WLBL
- Auburndale, Wisconsin; United States;
- Broadcast area: Stevens Point; Wisconsin Rapids; Marshfield, Wisconsin;
- Frequency: 930 kHz

Programming
- Format: Classical
- Affiliations: Wisconsin Public Radio NPR American Public Media

Ownership
- Owner: Wisconsin Educational Communications Board

History
- First air date: February 5, 1923
- Former call signs: WPAH (1923–1924)
- Call sign meaning: "Wisconsin, Land of Beautiful Lakes"

Technical information
- Licensing authority: FCC
- Facility ID: 63138
- Class: D
- Power: 5,000 watts day; 70 watts night;
- Translators: 99.1 W256CZ (Stevens Point); 100.9 W265DC (Marshfield);

Links
- Public license information: Public file; LMS;
- Webcast: Listen Live
- Website: Wisconsin Public Radio WLBL Webpage

= WLBL (AM) =

WLBL (930 kHz) is an AM radio station licensed to Auburndale, Wisconsin, serving Stevens Point and Wisconsin Rapids.
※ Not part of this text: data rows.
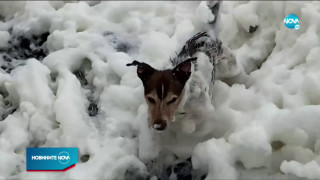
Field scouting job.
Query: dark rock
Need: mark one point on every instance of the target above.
(93, 109)
(8, 112)
(133, 173)
(25, 43)
(253, 29)
(80, 75)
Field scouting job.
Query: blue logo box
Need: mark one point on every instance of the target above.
(51, 159)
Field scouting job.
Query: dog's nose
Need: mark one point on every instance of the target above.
(160, 126)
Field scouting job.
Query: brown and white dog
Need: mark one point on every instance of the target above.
(189, 84)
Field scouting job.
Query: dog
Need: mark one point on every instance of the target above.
(181, 90)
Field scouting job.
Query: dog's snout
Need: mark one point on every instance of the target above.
(160, 125)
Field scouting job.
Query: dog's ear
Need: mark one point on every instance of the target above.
(182, 71)
(144, 70)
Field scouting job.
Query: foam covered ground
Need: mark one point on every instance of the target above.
(64, 83)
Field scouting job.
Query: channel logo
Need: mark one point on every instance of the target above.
(292, 21)
(51, 159)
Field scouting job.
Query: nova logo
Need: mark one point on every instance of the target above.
(292, 21)
(63, 157)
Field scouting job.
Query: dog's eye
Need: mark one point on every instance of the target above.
(151, 100)
(172, 100)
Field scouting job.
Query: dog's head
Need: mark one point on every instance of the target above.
(163, 90)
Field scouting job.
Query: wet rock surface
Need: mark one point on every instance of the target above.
(22, 46)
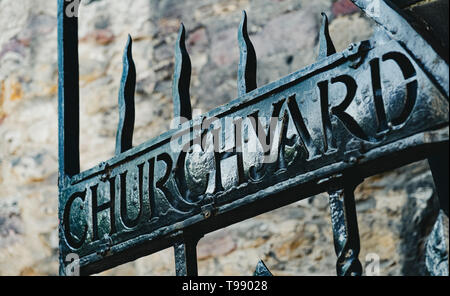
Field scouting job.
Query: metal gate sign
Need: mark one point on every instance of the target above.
(375, 106)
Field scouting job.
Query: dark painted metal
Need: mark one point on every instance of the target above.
(182, 79)
(379, 104)
(436, 255)
(439, 168)
(326, 46)
(124, 137)
(345, 227)
(68, 93)
(247, 60)
(393, 21)
(262, 270)
(68, 105)
(186, 255)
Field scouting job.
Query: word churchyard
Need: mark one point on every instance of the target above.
(367, 109)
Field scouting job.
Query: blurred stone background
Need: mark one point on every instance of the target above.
(396, 210)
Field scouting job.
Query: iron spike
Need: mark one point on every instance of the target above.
(326, 47)
(247, 59)
(181, 79)
(124, 137)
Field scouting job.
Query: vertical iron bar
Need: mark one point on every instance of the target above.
(181, 80)
(247, 60)
(68, 91)
(186, 256)
(345, 227)
(439, 169)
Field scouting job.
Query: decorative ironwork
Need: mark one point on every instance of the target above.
(377, 105)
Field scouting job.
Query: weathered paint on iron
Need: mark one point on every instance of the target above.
(371, 108)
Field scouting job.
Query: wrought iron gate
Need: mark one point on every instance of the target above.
(333, 125)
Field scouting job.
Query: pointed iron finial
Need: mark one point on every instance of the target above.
(247, 60)
(326, 47)
(262, 270)
(182, 79)
(124, 137)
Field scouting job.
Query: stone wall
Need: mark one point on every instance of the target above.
(394, 209)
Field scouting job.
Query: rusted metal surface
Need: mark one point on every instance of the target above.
(377, 105)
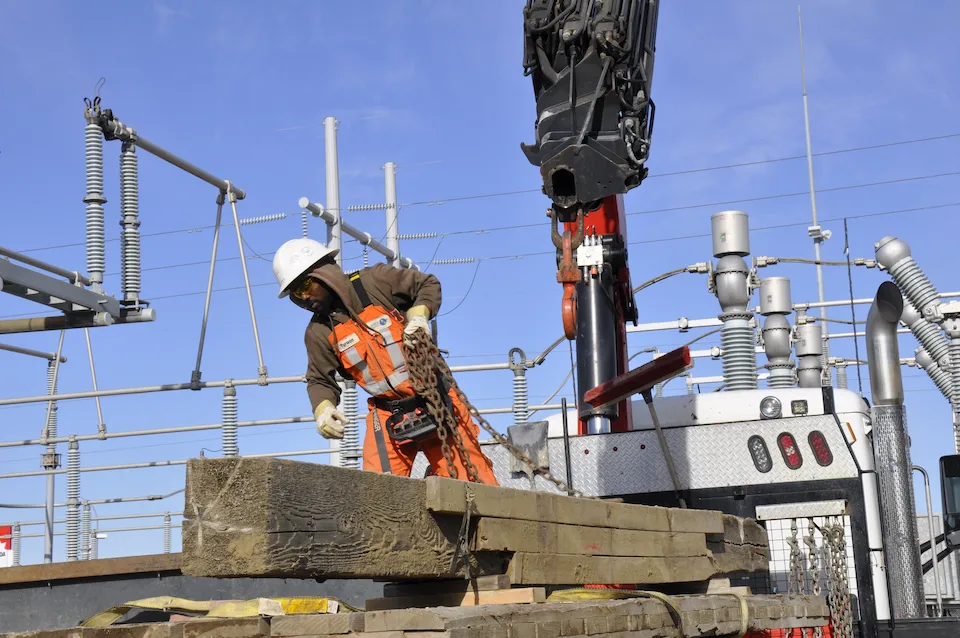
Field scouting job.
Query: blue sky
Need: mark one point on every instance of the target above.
(241, 89)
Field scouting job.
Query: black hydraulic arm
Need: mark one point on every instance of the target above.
(591, 62)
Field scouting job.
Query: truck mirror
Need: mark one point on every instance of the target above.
(950, 491)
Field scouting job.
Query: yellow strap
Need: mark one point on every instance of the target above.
(222, 609)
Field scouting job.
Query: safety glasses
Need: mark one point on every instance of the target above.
(301, 289)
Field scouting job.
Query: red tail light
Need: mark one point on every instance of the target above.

The station is part of Wisconsin Public Radio (WPR), and airs "WPR Music", consisting of classical music programming.

WLBL is the second-oldest station in the Wisconsin Public Radio network. It traces its history to WPAH in Waupaca, which was licensed to the Wisconsin Department of Markets, and began broadcasting on February 5, 1923. The department later moved its operations to Stevens Point and changed the calls to WLBL in May 1924. In 1932, it began sharing programs with Madison's WHA—the ancestor of today's Wisconsin Public Radio network. Owned for many years by the state Commerce Department, it is now owned by the Wisconsin Educational Communications Board.

WLBL must power down to 70 watts at sunset, resulting in spotty coverage even in Wisconsin Rapids and missing Stevens Point altogether. During the fall, winter, early spring, and late summer, it is allowed to boost its power to 500 watts at 06:00, then go to full power at sunrise.